Crawford is affable if unconvincing, and he rejoins regular co-stars the Kerwin brothers to write, produce and direct this b-grade thriller. Playboy bunny Leighton isn't the typical victim-based leading lady, and has her share of the spoils, while veteran tough guy Freed is largely wasted in an underdeveloped supporting role, with a retarded son whose character literally fades out without explanation after being prominent throughout the first half. Evers is the real asset to the acting ranks, portraying a distant, unbalanced patriot whose purpose and conviction is dangerously misguided, leading to his own personal tragedy.

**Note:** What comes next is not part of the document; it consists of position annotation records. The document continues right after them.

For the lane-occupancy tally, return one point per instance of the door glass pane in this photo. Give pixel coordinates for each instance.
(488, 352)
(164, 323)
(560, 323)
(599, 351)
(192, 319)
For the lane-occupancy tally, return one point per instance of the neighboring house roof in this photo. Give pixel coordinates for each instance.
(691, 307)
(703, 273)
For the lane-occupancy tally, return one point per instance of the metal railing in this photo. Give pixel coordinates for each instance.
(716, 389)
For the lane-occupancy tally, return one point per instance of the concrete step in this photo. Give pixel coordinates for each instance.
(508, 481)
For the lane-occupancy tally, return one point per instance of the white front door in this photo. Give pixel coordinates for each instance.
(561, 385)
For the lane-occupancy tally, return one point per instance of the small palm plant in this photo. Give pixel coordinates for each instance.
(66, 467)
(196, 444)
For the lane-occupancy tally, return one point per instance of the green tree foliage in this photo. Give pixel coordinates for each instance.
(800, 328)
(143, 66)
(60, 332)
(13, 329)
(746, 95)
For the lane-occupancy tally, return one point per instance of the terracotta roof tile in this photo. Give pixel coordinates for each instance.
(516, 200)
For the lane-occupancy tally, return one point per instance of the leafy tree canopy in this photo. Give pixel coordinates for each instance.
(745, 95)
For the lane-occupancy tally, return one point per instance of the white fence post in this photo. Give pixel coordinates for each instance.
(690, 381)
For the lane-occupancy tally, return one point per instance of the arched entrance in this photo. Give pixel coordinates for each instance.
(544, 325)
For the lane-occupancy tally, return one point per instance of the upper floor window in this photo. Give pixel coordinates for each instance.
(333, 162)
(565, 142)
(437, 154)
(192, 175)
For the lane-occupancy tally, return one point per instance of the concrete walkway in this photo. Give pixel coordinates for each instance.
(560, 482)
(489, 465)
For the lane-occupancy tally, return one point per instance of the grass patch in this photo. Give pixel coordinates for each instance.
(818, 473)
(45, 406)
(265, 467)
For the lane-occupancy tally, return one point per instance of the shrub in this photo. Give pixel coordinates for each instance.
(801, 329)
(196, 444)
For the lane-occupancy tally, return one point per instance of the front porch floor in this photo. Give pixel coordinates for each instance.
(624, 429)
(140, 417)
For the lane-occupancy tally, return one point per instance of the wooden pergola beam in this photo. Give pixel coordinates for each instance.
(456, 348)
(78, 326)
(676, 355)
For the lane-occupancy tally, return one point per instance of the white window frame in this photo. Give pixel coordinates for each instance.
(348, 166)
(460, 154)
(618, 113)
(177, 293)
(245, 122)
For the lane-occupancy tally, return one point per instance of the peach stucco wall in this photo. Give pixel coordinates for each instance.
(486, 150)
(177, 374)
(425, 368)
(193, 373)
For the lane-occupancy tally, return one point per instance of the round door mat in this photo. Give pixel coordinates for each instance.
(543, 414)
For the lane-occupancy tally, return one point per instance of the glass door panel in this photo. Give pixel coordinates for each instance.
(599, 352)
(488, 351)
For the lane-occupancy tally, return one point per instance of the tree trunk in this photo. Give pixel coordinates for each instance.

Crawford – who also undertook the underwater directing – does a capable job with the toothy critters, and it's just a shame that they are absent for most of the second half. The scene in which the beach walker's dog retrieves the severed head of a scuba diver is memorable, and there's the occasional dismembered limb amid a watery cloud of claret to satisfy the appetite for gore. Audiences accustomed to upbeat conclusions will be disappointed, although Cliff Emmich does manage some light relief as the lazy, obese and apparently narcoleptic deputy sheriff throughout the film. A potentially interesting idea, just a great pity more time wasn't dedicated to the barracuda themselves, who despite their rather innocuous reputation, still look fierce enough to substitute for sharks in this familiar role.